103 – Sur le mont Liban, chez les bergers Benjamin et Daniel
10 février 1945
Vision du samedi 10 février 1945
103.1 – Jésus marche à côté de Jonathas le long d’une chaussée verte et ombragée. Derrière, les apôtres qui parlent entre eux. Mais Pierre se détache, va en avant et, franc comme toujours, demande à Jonathas:
“Mais n’était-elle pas plus courte, la route qui va à Césarée de Philippe? Nous avons pris celle-là… et quand allons-nous arriver? Toi, avec la maîtresse, tu avais pris l’autre?”
“Avec une malade, j’ai tout risqué. Mais tu dois penser que j’appartiens au personnel d’un courtisan d’Antipas, et Philippe après cet inceste honteux, il ne voit pas d’un bon œil les courtisans d’Hérode… ce n’est pas pour moi, tu sais, que je crains. Mais pour vous, et pour le Maître en particulier, je ne veux pas vous donner des ennuis et vous créer des ennemis. Dans la Tétrarchie de Philippe, il faut la Parole comme dans celle d’Antipas… et, s’ils vous haïssent, comment cela serait-il possible? Au retour, vous prendrez l’autre route, si vous la croyez meilleure.”

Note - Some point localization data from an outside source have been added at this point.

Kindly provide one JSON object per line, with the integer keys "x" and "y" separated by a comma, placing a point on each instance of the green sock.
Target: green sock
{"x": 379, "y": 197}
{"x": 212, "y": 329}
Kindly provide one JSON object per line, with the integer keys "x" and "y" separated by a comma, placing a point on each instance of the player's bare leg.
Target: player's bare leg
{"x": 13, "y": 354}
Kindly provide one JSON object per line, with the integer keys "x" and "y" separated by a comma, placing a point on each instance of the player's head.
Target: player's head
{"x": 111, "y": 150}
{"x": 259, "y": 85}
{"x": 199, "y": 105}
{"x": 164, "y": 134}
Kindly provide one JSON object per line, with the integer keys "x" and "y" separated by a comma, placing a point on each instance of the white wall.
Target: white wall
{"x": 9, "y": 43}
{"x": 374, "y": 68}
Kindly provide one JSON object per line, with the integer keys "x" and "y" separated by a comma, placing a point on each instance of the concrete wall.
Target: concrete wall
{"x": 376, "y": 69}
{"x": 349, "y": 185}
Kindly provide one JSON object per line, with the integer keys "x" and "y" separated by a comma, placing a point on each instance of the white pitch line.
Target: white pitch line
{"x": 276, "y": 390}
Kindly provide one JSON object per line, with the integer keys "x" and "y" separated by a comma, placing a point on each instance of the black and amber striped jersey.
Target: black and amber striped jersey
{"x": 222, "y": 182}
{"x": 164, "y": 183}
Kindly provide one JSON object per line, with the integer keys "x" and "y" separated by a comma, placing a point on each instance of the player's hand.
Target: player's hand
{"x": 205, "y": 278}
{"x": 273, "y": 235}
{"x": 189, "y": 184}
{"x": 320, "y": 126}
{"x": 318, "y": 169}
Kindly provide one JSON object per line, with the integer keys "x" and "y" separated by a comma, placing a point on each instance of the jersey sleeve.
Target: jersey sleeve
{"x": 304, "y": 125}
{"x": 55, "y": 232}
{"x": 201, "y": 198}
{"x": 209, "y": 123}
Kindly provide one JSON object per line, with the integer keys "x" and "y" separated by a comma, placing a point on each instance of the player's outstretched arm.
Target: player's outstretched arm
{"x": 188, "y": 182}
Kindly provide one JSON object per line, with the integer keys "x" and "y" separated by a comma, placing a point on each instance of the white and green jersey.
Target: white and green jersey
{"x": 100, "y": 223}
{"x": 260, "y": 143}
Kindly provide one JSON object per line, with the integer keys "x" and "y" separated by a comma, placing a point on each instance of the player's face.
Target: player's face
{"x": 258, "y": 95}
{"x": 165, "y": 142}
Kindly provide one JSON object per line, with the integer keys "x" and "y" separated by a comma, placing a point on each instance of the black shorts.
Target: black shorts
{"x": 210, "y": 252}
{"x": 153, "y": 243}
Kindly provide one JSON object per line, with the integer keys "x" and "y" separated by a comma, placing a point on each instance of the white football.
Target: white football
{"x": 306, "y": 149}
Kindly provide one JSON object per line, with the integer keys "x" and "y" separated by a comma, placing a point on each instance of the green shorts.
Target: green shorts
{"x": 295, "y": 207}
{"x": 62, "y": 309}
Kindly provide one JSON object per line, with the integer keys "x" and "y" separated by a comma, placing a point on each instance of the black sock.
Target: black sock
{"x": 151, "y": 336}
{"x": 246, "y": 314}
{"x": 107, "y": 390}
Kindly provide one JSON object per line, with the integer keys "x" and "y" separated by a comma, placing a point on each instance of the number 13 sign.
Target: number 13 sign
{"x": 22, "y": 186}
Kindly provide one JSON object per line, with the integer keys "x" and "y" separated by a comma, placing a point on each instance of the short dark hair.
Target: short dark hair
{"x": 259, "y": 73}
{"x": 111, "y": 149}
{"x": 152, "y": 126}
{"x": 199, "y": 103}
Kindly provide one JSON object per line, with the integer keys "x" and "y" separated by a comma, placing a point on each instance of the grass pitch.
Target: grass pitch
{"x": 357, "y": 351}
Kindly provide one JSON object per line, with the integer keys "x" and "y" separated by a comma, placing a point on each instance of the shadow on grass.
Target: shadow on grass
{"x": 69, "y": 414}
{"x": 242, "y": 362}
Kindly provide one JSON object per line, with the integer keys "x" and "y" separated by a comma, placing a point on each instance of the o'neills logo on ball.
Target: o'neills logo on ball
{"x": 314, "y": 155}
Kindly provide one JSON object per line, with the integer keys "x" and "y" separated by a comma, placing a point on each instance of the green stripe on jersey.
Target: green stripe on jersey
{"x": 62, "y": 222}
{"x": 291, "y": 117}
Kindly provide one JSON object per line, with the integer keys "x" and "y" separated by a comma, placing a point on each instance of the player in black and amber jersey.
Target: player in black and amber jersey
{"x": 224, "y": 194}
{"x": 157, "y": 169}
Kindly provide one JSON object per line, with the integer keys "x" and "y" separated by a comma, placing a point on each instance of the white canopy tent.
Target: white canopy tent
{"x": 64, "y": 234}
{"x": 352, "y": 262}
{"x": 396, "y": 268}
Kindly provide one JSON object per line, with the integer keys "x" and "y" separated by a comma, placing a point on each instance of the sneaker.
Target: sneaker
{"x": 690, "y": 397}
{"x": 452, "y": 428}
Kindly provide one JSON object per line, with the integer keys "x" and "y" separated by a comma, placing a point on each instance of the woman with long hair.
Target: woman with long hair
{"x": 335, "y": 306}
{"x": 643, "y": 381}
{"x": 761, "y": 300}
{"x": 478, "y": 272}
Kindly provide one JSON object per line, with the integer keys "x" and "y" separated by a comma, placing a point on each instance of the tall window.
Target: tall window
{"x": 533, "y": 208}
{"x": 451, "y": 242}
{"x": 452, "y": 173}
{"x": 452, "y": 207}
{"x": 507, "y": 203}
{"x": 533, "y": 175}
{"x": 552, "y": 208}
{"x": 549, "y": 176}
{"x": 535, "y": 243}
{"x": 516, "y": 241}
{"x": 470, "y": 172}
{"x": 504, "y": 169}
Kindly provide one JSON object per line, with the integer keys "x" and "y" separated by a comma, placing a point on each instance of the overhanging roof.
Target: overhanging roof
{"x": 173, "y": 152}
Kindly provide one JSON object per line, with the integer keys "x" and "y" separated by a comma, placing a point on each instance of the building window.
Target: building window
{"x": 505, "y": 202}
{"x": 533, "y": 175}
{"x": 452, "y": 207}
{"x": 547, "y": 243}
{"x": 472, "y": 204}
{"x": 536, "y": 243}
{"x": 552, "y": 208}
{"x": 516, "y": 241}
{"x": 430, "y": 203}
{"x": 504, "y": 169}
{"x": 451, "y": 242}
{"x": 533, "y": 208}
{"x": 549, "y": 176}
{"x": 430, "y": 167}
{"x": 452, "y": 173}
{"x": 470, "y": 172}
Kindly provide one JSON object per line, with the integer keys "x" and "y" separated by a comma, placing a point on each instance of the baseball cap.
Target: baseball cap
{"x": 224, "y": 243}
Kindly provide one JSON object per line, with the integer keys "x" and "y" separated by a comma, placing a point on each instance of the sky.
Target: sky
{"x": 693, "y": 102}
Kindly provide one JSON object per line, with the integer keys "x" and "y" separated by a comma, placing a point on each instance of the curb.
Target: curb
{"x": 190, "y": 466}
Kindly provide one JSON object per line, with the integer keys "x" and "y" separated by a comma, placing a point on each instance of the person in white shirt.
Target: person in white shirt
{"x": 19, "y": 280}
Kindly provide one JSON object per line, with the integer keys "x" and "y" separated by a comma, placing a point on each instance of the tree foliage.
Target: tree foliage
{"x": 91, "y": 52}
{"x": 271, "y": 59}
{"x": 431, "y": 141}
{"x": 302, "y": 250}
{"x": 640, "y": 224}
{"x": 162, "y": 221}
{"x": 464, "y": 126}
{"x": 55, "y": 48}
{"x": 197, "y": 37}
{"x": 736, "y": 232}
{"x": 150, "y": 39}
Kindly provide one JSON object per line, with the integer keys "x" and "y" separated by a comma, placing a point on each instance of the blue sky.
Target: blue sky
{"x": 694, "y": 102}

“Je loue ta prudence, Jonathas, mais au retour je compte passer par le territoire de la Phénicie.” dit Jésus.
“Elle est enveloppée dans les ténèbres de l’erreur.”
“J’irai sur les frontières pour leur rappeler qu’il existe une Lumière.”
“Tu crois que Philippe se vengerait sur un serviteur du tort que lui a fait son frère?”
“Oui, Pierre. L’un vaut l’autre. Ils sont dominés par tous les plus bas instincts et ne font pas de distinction. Ils semblent de animaux et non pas des hommes, crois-le.”
“Et pourtant nous, je veux dire Lui, parent de Jean, devrait lui être cher. Au fond, Jean, en parlant au nom de Dieu, a parlé aussi en son nom et en sa faveur.”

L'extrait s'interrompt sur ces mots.